The problem is a systems thinking optimisation problem—and then there’s the question of what democracy is attempting to optimise. Clearly, this is a multifactor model, so what outputs are being optimised? It’s not likely that this would be a steady state model, and much of this relies on an unstable preference theory, so what is optimal today might no longer be optimal tomorrow—or in ten minutes.

how does one optimise a heterogeneous model?

As anyone who follows me know, I have a problem with the notion of progress as well, so participants can vote on various definitions of progress and various initiates toward that end, and, of course, other participants would prefer the comfort zone of the nostalgic and familiar instead. So, how does one optimise a heterogeneous model?

In the business world or entertainment, we are all familiar with the concept of death by committee, the slow deliberative process that mostly yields diluted results—results that might make the participants feel that they had a voice (perhaps), but—that would be ineffectual.

I am not eschewing coöperation.

I am not eschewing coöperation.
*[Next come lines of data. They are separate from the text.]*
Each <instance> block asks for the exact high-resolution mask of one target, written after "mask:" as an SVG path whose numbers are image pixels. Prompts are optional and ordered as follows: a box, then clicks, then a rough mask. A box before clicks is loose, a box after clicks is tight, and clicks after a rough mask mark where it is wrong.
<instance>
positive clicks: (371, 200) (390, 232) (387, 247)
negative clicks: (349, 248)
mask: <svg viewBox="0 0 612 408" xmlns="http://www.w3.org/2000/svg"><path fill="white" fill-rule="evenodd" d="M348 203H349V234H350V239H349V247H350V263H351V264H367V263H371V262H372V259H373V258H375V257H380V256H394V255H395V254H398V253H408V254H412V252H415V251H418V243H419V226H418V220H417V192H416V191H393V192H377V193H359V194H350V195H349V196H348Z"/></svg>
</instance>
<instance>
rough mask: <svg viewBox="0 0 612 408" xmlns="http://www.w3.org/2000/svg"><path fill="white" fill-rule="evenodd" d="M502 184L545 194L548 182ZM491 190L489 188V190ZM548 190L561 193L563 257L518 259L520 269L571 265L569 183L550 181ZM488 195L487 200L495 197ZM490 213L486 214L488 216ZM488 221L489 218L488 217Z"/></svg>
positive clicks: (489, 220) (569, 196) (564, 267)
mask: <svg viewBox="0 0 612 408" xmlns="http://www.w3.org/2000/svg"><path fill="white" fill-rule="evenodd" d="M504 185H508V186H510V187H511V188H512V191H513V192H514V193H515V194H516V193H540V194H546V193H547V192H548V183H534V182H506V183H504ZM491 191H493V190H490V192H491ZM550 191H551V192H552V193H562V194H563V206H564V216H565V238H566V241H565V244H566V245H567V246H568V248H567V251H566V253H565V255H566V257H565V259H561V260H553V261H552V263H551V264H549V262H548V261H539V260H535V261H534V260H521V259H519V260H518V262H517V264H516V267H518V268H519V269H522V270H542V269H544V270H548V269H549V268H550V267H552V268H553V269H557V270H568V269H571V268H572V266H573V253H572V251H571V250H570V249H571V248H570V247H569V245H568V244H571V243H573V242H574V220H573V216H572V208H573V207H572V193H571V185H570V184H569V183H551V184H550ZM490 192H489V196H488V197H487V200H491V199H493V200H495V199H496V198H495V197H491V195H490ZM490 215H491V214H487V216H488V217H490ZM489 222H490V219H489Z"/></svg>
I’m of the age where the Beatles were a big influence on me—and the Rolling Stones—, so I cherish the partnerships of Lennon-McCartney and Jagger-Richards. Their solo material paled miserably. The collaboration was synergetic. But there is a reason Ringo and Charlie were not asked to participate in the song-writing process. Their inputs would not have improved the output. Even imagine listening to an album of Ringo tunes: Act Naturally, Yellow Submarine, Octopuses Garden, What Goes On, Don’t Pass Me By, and Boys? Really? Right? And he only contributed to two of these anyway, save for lending his vocal instrument.

consider the concept of diminishing marginal returns

As I continue down this stream of consciousness, I consider the concept of diminishing marginal returns. So, even if there were a democratic system that could theoretically be optimised, it would have to face the human factor—and that would be subject to the diminishing marginal return of knowledge and information—, as we’d go down the participation pool from highly knowledgeable to low-information voters. And this doesn’t even address vested interests and conflicts of interest. It doesn’t even touch on the point that people are predictably irrational.

Plato’s Republic, in all of its elitist glory, offered a solution for this—aside from the philosopher-leader: a republic of the meritorious and virtuous (as if these were meaningful or measurable concepts). At least we wouldn’t be scraping the bottom of the barrel—or would we be?

merit being honed is how to gain and exert power and political competency

The problem with Plato’s meritocratic approach is that the merit being honed is how to gain and exert power and political competency—how to play the game of politics. And notion of virtue was nothing more than a façade, so rhetoric and the decorum of appearance is all that matters in this model.

Clearly, this stream is coming to an end, so I’ll disembark here and reembark later.